Floating on Water - Bone and Joint Physiology

International Society for Technology in Arthroplasty (ISTA) 2012 Annual Congress



Abstract

Intraosseous pressure measurements (IOP) are not new. Several authors have struggled to interpret static IOP and to understand arthritis and osteonecrosis pathology. This work uses a combination of simple experiments in vivo to reassess bone and joint physiology. Joint replacement needs to take into account the hydrodynamic conditions that are present in bone. Intraosseous pressure measurements were carried out with vascular occlusion, activity and saline injection in experimental conditions and then in man during walking.

RESULTS

  1. 1

    Basal IOP has a pulse wave and an underlying respiratory wave (RW).

  2. 2

    IOP closely reflects systemic vascular changes.

  3. 3

    Proximal arterial occlusion causes loss of IOP (IOPa) and pulse volume (PV).

  4. 4

    Proximal vein occlusion causes a rise in IOP (IOPv) with preservation of PV and RW.

  5. 5

    Physical loading raises IOP with preservation of PV and RW.

  6. 6

    Load with arterial occlusion caused minimal rise in IOP.
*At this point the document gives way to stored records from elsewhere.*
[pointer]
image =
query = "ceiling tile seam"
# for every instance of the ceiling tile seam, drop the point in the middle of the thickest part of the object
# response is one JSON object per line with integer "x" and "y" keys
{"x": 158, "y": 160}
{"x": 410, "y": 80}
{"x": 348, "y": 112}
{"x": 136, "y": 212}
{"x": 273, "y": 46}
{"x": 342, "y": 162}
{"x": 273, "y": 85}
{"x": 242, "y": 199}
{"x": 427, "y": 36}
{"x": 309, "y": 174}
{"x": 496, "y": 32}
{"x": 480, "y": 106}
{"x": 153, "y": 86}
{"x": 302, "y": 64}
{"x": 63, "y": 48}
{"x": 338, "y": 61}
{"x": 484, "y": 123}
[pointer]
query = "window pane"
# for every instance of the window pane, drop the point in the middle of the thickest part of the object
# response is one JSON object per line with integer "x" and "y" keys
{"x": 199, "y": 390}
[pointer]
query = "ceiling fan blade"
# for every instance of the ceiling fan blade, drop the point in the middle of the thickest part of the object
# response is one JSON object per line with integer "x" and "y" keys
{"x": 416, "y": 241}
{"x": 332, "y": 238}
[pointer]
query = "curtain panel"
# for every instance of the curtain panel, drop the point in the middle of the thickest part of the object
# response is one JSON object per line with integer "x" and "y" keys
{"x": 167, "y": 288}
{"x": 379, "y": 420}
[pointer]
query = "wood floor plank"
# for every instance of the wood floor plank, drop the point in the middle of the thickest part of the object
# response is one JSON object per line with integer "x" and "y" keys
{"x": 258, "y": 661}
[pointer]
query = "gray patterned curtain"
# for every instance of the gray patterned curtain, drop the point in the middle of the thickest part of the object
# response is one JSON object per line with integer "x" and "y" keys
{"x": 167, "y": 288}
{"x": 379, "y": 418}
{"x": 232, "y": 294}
    Loading with venous occlusion caused an augmented rise in IOP with preservation of the PV.

  7. 7

    Simultaneous recordings from the femoral head, condyle and upper tibia during vascular occlusion and loading show that the same effects occur at all sites.

  8. 8

    Simultaneous recording from the femoral head, condyle and upper tibia during saline injection shows pressure is transmitted through bone but not across joints.

  9. 9

    The Ficat bolus test destroys local circulation. Aspiration is better and preserves local perfusion.

  10. 10

    Bone health at the needle tip is better assessed by IOPv – IOPa, the perfusion ‘bandwidth’.

  11. 11

    Upper tibial pressure during standing, slow walking and fast walking shows large IOP changes in vivo.

  12. 12

    There is probably a physiological subchondral bone blood pump.

  13. 13

    Anatomical features are present which support this idea.

CONCLUSIONS

IOP measurement in isolation is meaningless. With arterial and venous occlusion, perfusion at the needle tip can be studied.

Compartment syndrome testing should be similar.
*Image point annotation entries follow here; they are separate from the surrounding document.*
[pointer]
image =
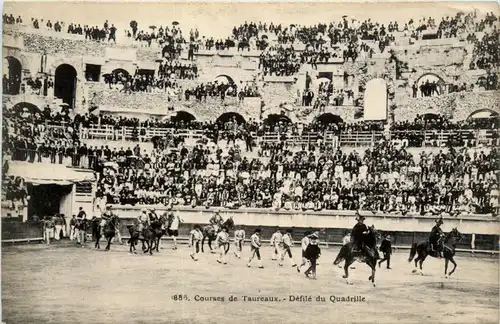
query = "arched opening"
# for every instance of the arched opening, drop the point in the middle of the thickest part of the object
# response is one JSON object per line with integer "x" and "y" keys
{"x": 375, "y": 100}
{"x": 120, "y": 73}
{"x": 25, "y": 107}
{"x": 12, "y": 78}
{"x": 431, "y": 116}
{"x": 485, "y": 119}
{"x": 231, "y": 117}
{"x": 65, "y": 84}
{"x": 274, "y": 119}
{"x": 224, "y": 79}
{"x": 183, "y": 116}
{"x": 483, "y": 114}
{"x": 329, "y": 118}
{"x": 430, "y": 84}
Subchondral bone is a compressible perfused sponge with a ‘pumped’ microcirculation.

Very high pressures arise in subchondral bone during activity.

There are protective modifications of the microcirculation.

Failure of subchondral circulation causes arthritis. Arthritis is mainly a ‘vasculo-mechanical’ disease. This work explains the spectrum of arthritis and osteonecrosis, and Perthes, caisson and sickle cell disease patterns. It explains why osteoporosis might protect against arthritis.